Let$s$ and$\mu$ denote the entropy and the diffusion potential, respectively. The constitutive relationships in the I-TDM coupling system can be derived from the internal energy density function in Eq. 18 as

${\sigma }_{ij}=\frac{\partial {\upsilon }_e}{\partial {\epsilon }_{ij}}=C_{ijkl}{\epsilon }_{kl}+E_{ij}T+S_{ij}C,$(25.a)

$s=\frac{\partial {\upsilon }_e}{\partial T}=\tau {\lambda }_{k,k}-\tau {\lambda }_i\frac{{\alpha }_{ij,i}}{{\alpha }_{ij}},$(25.b)

$\mu =\frac{\partial {\upsilon }_e}{\partial C}=\tau D_{k,k}-\tau D_i\frac{{\beta }_{ij,i}}{{\beta }_{ij}},$(25.c)

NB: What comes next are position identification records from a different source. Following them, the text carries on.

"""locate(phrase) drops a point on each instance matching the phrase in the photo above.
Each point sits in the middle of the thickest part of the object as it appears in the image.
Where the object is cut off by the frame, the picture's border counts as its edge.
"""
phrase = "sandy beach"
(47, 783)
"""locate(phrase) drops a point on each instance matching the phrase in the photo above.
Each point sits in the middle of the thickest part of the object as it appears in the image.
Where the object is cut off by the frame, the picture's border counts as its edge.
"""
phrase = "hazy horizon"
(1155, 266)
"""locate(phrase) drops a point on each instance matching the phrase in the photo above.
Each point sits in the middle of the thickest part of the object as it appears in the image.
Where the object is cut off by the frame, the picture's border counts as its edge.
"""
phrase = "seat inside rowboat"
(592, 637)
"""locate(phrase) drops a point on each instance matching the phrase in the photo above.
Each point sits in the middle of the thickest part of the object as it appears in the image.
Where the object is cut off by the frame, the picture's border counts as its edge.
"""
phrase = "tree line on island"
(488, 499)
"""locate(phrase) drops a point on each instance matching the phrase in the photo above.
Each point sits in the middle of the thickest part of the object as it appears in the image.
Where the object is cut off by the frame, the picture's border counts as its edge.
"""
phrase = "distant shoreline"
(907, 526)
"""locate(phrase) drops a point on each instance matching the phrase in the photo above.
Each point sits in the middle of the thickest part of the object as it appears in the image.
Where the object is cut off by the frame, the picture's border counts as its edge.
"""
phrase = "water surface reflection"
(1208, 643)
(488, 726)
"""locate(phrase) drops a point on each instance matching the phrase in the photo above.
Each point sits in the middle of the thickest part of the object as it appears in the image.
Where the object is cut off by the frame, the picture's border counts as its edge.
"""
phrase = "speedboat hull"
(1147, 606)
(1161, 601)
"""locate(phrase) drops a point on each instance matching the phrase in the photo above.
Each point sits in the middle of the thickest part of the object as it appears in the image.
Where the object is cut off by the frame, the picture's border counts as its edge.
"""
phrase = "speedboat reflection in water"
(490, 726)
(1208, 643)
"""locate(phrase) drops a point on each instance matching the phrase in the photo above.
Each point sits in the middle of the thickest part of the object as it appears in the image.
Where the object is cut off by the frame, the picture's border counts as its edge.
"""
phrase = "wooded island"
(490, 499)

where $E_{ij}=\left[\left(1+\tau \right){\lambda }_{k,k}+s\right]/{\epsilon }_{ij}$ and $S_{ij}=\left[\left(1+\tau \right)D_{k,k}+\mu \right]/{\epsilon }_{ij}$ are two tensor parameters.

The energy release rate for crack growth in the I-TDM coupling system

In fracture mechanics, the driving force of crack growth is the variation in the total energy near the crack tip. The total energy release rate is determined as a function of crack propagation (Guo and Li, 2017). In an I-TDM coupling system, the energy associated with temperature and fission product diffusion must be accounted for to construct the energy balance in a closed contour around the crack tip. For a two-dimensional crack in an I-TDM coupling system as presented in Figure 2, the crack length is denoted as $a$, $ds$ is the arc length of the integration path, and$\mathrm{x}\left(x_1,x_2\right)$ refers to a fixed coordinate system. At the absence of the body force, with the aid of the chain rule of differentiation and the divergence theorem, the variation rate of the total energy with respect to the crack length in the integral path $\Gamma$ can be obtained by the algebraic operation of Eq. 22, i.e.,

$\begin{array}{l}\frac{d\mathrm{\Pi }}{da}={\int }_A\left\{\left[{\sigma }_{ij,j}-{\left(\eta \tau \frac{{\lambda }_{k,k}}{{\alpha }_{ij}}+\gamma \tau \frac{D_{k,k}}{{\beta }_{ij}}\right)}_{,j}\right]\frac{d{u}_i}{da}+\left(p_0-p\right)\frac{dF}{da}-\tau {\lambda }_{i,i}\frac{dT}{da}-\tau D_{i,i}\frac{dC}{da}\right\}\mathit{d}A\\ +{\int }_{\mathrm{\Gamma }}\left[\left(t_i-{\sigma }_{ij}{n}_j+\eta \tau \frac{{\lambda }_{k,k}}{{\alpha }_{ij}}{n}_j+\gamma \tau \frac{D_{k,k}}{{\beta }_{ij}}{n}_j\right)\frac{d{u}_i}{da}+\tau {\lambda }_i{n}_i\frac{dT}{da}+\tau D_i{n}_i\frac{dC}{da}\right]\mathrm{d}S.\end{array}(26)$

FIGURE 2

FIGURE 2. Crack-tip profile diagram of crack growth.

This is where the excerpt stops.